The "Blood in the Sun" trilogy

In a wild, exuberant trilogy, Africa's greatest novelist sets out on a warping exploration of Somalian life and consciousness.

Published September 14, 1999 4:00PM (EDT)

Be forewarned: You are entering the dense, bewildering forests of Somalian novelist Nuruddin Farah's imagination. You will be startled by shape shifters who straddle the human and animal kingdoms. You will be oppressed by elaborate self-reflection. (Here is how "Maps" begins: "You sit, in contemplative posture, your features agonized and your expressions pained ... Yes. You are a question to yourself.") You will feel the blade of circumcision (both male and female), taste menstrual blood (again, strangely, both male and female). You will find every sexual taboo -- rape, incest, homosexuality, sex with animals and young boys -- overturned.

This is a singular place where Kierkegaard collides with spirit-world djinns, where Jungian dreams and local folklore converge with the rattle of modern fax machines and the gunfire of clan violence. You will find here the shifting realities of the Horn of Africa, but not brought to you by National Geographic or CNN: Farah sets off on a warping exploration of Somalian life and consciousness that, as one critic has put it, "manages to be both pre-Islamic and post-modern."

In his bold approach to questions of modern African identity and sexuality, Farah -- who was awarded the 1998 Neustadt International Prize for Literature, which ranks just below the Nobel in literary prestige -- is arguably the most important African novelist of the late 20th century.
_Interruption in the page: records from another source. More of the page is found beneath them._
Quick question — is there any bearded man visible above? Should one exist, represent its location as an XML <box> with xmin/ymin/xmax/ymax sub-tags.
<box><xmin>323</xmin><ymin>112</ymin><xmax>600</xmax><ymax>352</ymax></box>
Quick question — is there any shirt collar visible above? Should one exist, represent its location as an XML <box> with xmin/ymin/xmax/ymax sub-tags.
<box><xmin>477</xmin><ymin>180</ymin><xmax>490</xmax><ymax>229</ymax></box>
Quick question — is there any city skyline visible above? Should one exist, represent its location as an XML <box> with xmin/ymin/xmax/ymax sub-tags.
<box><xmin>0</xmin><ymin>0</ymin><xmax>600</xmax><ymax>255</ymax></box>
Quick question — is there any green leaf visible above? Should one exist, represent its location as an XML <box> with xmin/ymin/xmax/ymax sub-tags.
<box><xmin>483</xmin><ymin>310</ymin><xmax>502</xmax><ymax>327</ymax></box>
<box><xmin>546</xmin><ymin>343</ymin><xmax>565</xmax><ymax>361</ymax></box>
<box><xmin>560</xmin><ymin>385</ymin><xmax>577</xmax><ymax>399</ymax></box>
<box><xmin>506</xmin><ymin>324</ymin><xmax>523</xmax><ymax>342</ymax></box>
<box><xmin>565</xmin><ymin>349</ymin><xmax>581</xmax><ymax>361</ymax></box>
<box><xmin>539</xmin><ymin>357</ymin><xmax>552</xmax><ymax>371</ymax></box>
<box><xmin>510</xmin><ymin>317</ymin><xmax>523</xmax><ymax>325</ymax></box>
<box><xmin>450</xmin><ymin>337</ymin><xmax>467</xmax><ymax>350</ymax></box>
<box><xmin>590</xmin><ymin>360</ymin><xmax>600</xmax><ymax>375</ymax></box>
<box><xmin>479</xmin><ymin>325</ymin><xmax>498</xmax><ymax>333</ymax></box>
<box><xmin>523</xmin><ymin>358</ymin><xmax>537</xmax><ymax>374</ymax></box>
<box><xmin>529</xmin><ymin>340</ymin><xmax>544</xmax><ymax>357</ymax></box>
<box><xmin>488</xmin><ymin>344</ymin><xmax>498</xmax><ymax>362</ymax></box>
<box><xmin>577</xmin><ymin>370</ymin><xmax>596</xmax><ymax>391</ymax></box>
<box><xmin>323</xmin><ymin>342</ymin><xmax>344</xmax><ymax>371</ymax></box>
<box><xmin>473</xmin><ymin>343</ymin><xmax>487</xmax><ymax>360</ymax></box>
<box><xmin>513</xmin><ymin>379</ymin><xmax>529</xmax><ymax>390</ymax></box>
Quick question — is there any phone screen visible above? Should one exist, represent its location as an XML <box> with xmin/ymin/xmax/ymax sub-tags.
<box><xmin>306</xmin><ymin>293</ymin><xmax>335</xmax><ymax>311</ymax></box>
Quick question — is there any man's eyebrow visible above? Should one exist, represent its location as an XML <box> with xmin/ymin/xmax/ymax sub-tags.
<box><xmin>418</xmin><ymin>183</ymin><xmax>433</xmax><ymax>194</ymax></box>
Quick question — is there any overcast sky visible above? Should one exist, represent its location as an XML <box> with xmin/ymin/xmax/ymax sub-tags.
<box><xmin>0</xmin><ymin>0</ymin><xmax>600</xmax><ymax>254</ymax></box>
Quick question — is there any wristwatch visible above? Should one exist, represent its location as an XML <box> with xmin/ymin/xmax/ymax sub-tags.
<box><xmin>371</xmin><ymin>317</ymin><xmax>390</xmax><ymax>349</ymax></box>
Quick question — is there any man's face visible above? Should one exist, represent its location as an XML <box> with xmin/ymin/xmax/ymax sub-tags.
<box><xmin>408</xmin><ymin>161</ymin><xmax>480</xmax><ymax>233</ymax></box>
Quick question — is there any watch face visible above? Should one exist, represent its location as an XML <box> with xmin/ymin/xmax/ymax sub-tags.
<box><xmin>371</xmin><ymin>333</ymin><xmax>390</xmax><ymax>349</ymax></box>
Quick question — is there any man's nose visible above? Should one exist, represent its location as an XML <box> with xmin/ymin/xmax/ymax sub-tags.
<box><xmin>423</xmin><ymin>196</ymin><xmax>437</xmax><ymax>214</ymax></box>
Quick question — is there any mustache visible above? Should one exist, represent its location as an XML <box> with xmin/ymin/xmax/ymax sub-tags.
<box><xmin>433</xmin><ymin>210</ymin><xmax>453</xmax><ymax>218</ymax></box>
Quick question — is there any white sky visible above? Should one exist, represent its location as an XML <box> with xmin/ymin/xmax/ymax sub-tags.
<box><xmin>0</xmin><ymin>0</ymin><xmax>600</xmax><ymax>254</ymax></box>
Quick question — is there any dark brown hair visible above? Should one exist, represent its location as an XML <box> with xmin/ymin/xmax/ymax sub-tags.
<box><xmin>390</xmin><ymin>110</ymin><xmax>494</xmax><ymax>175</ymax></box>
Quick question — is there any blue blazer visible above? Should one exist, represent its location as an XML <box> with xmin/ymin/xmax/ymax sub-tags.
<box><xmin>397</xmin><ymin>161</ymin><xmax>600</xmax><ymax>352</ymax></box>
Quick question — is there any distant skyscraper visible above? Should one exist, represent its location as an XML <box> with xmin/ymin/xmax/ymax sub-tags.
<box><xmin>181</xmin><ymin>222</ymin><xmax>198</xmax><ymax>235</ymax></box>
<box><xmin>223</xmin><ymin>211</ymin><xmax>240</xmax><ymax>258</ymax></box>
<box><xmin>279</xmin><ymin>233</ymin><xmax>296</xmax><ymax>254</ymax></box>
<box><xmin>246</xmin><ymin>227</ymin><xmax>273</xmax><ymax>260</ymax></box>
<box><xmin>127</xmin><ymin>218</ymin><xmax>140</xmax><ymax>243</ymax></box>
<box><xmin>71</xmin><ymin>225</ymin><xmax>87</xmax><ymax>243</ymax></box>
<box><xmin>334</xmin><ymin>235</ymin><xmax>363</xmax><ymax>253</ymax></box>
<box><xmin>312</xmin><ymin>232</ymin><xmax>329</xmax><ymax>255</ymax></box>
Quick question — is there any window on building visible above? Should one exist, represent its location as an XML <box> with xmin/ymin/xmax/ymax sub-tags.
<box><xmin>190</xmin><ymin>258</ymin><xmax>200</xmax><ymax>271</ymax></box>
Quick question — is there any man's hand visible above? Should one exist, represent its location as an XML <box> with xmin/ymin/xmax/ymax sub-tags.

As Arcade reissues the first two volumes of his "Blood in Sun" trilogy this month ("Secrets," the final volume, came out last year), it is worth adding that with the feverish and bodacious language of which he is a master, he is also the most astonishing, inventive, exuberant and mind-blowing.

After being exiled as a result of his first trilogy (aggressively titled "Variations on the Theme of an African Dictatorship," it was reissued by Graywolf Press in 1992), Farah said that his goal was "to keep my country alive by writing about it." And though recent Somalian history is indeed etched into this second trilogy -- "Maps" takes place during the 1977 Ogadan border war with Ethiopia, and "Secrets" unwinds on the eve of civil war in the early '90s -- it's the personal crises of his characters that engulf the reader. A good deal of social and political baggage travels along with the personal dramas, of course. "Maps" dwells on the effects of Somalia's historically carved-up borders; "Gifts" cleverly exposes the motives behind the "gift" of aid to the Third World.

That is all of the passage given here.